Overview and Assumptions:
I tend to store all my tools+prompts in a separate file, while some of my tool handlers are private class methods that I cannot just import and assign when defining my tools. To work around this, I create functions that take in the tool and assign it to the
function
field of the tool. (Update: Now with full type safety!)I know that type inference can in theory do this, but it is much easier to have errors at the place of declaration of the variable, rather than have them at the call site that takes the variable in. This is especially true with how these runnable functions are typed in TS, I ran into a 30 minute "what is happening" debugging session when the TS compiler gave me an absolutely horrible error
message when I was passing in an array of multiple tools to
openai.beta.chat
.completions.runTools
// businessLogic.ts
export type ToolCb = (args: {cbNumberParam: number, cbStringParam: string}) => void;
// tools.ts
import { RunnableToolFunctionWithParse } from "openai/lib/RunnableFunction";
import { ToolCb } from "./businessLogic";
export const createMyFancyTool = (functionCallback: ToolCb): RunnableToolFunctionWithParse<Parameters<ToolCb>[0]> => {
return {
type: 'function', // if you don't declare as RunnableToolFunctionWithParse up above you'll need to write 'function' as 'function' here!
function: {
function: functionCallback,
parse: JSON.parse,
name: "My fancy tool", // naming tools is actually really important for getting ChatGPT to accurately call them!

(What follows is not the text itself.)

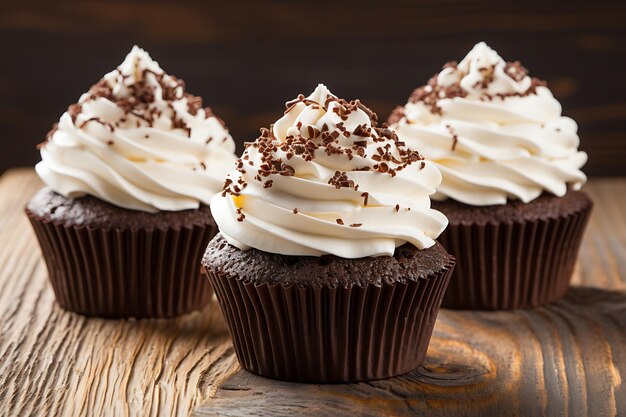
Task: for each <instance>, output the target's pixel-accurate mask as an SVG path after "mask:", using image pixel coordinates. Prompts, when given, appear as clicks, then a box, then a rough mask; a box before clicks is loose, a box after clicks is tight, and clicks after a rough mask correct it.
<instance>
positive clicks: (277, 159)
mask: <svg viewBox="0 0 626 417" xmlns="http://www.w3.org/2000/svg"><path fill="white" fill-rule="evenodd" d="M287 107H288V108H287V111H286V112H285V115H284V116H283V117H282V118H281V119H280V120H278V121H277V122H276V123H275V124H274V125H273V127H272V128H271V130H267V129H262V130H261V132H262V134H261V137H259V138H258V139H257V140H256V141H255V142H253V143H248V144H247V145H246V150H245V151H244V153H243V155H242V157H241V158H240V159H239V161H238V166H237V169H236V170H234V171H232V172H230V173H229V174H228V175H227V177H226V183H225V186H224V191H223V192H222V193H221V194H217V195H216V196H215V197H214V198H213V200H212V201H211V210H212V212H213V217H214V218H215V220H216V222H217V224H218V225H219V227H220V231H221V233H222V234H223V235H224V237H225V238H226V239H227V241H228V242H229V243H231V244H232V245H234V246H236V247H238V248H240V249H242V250H245V249H249V248H251V247H252V248H256V249H260V250H262V251H265V252H270V253H277V254H283V255H305V256H321V255H325V254H333V255H337V256H340V257H343V258H362V257H368V256H390V255H393V253H394V251H395V248H396V247H397V246H400V245H402V244H404V243H406V242H410V243H412V244H413V245H415V246H416V247H417V248H419V249H424V248H428V247H430V246H432V245H434V244H435V241H434V239H435V238H436V237H437V236H438V235H439V234H440V233H441V232H442V231H443V229H444V228H445V226H446V225H447V219H446V217H445V216H444V215H443V214H441V213H440V212H438V211H435V210H433V209H431V208H430V198H429V196H430V195H431V194H433V193H434V192H435V188H436V187H437V185H439V183H440V181H441V175H440V173H439V171H438V170H437V168H435V167H434V165H433V164H431V163H428V162H424V161H423V160H422V159H423V158H422V157H421V156H420V155H419V153H417V152H416V151H413V150H411V149H409V148H407V147H406V146H405V145H404V144H403V143H402V142H400V141H399V140H398V138H397V136H396V134H395V133H394V132H393V131H392V130H390V129H388V128H386V127H385V126H383V127H382V128H377V127H376V120H377V117H376V115H375V114H374V113H372V112H371V111H370V110H369V109H368V108H367V107H365V106H363V105H362V104H361V103H360V102H359V101H358V100H355V101H351V102H347V101H345V100H342V99H338V98H337V97H335V96H334V95H332V94H331V93H330V92H329V91H328V89H327V88H326V87H325V86H324V85H321V84H320V85H319V86H318V87H317V88H316V89H315V91H314V92H313V93H312V94H311V95H310V96H309V97H306V98H305V97H304V96H303V95H300V96H298V98H297V99H295V100H294V101H292V102H289V103H287Z"/></svg>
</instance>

description: "A fancy tool you should call when needed", // descriptions are also super important and should be considered part of prompt engineering
parameters: {
type: "object",
properties: {
cbNumberParam: {
type: "number",
description: "the numeric data"
},
cbStringParam: {
type: "string",
description: "the string data"
},
required: ["cbNumberParam", "cbStringParam"]
}
}
}
}
}
Astute readers will notice that this is only 2 fields different than what the regular tool definition is. As mentioned above, I ran into an issue where after I added the function and parse fields, I got some really gnarly errors, which where the result of me not having written type: 'function' as 'function'
which you'll likely need to do if you don't explicitly type everything. OpenAI's example code neglects this. However after fully typing everything, I no longer needed to cast the string.
Finally, if you don't like using the parameters built in, you can create a separate type for the arguments and use that directly.